Four years after doctors put him on the stimulation, he was down to as few as two seizures a day. Then doctors gave him a new type of stimulator — and his  seizure episodes stopped.
Another stimulation case involved a girl. Initially she responded well to a medication called valrpoic acid. But its benefits failed to last. She began having about 30 seizures a day, even when doctors added lamotrigine to her treatment regimen.
At the age of 8, she began receiving neck stimulation therapy in addition to the medication. Over four years, the combination cut her seizures down to one a month.
The other case also involved a girl. Doctors were unable to control her seizures with phenobarbital, clonazepam, and either topiramate or levetiracetam.
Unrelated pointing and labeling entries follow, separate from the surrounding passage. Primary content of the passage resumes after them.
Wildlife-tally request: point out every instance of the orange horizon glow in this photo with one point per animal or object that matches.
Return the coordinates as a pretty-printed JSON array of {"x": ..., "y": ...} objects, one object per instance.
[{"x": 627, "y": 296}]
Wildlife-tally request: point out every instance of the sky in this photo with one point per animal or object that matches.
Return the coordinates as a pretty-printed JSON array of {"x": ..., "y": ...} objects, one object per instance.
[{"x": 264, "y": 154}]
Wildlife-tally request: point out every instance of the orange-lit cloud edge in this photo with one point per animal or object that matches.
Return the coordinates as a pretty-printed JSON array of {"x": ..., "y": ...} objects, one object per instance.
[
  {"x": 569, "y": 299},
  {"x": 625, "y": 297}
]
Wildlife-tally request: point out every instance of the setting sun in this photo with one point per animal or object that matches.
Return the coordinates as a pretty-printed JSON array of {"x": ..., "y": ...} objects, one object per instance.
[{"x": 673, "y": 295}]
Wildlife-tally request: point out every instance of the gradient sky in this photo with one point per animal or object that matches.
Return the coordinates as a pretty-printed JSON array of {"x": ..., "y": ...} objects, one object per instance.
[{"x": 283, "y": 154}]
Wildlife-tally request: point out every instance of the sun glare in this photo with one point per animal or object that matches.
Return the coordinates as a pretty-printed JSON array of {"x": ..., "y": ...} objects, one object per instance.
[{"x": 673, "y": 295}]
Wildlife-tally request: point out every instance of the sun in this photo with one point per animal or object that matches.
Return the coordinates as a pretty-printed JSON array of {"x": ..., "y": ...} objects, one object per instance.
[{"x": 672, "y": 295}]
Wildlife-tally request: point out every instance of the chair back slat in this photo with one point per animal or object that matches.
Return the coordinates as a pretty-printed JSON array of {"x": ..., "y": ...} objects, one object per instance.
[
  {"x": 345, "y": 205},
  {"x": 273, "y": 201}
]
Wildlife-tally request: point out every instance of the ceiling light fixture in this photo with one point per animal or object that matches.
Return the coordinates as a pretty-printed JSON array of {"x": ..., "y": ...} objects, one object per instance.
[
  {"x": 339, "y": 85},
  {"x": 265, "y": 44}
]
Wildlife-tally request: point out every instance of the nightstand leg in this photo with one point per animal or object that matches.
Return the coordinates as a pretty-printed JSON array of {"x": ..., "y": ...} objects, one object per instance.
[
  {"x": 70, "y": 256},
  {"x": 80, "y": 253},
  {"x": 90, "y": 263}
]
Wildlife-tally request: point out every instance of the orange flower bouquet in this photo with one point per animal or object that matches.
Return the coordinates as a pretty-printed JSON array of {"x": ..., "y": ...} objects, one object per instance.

So when she was 2 years old, they put her on stimulation therapy.
By the time she was 6, when the research team first met her, she was experiencing two to three seizures a day. The team changed the settings on her stimulator, and her seizures dropped to one a day. Four years later, the number of her seizures had fallen to one to two a week.
The results confirmed previous studies showing that neck stimulation can reduce seizures.
“For Angelman-syndrome-related medically refractory epilepsy, we provide proof of principle that VNS may be useful, as well as a safe and viable adjunctive treatment with satisfactory results,” the researchers concluded.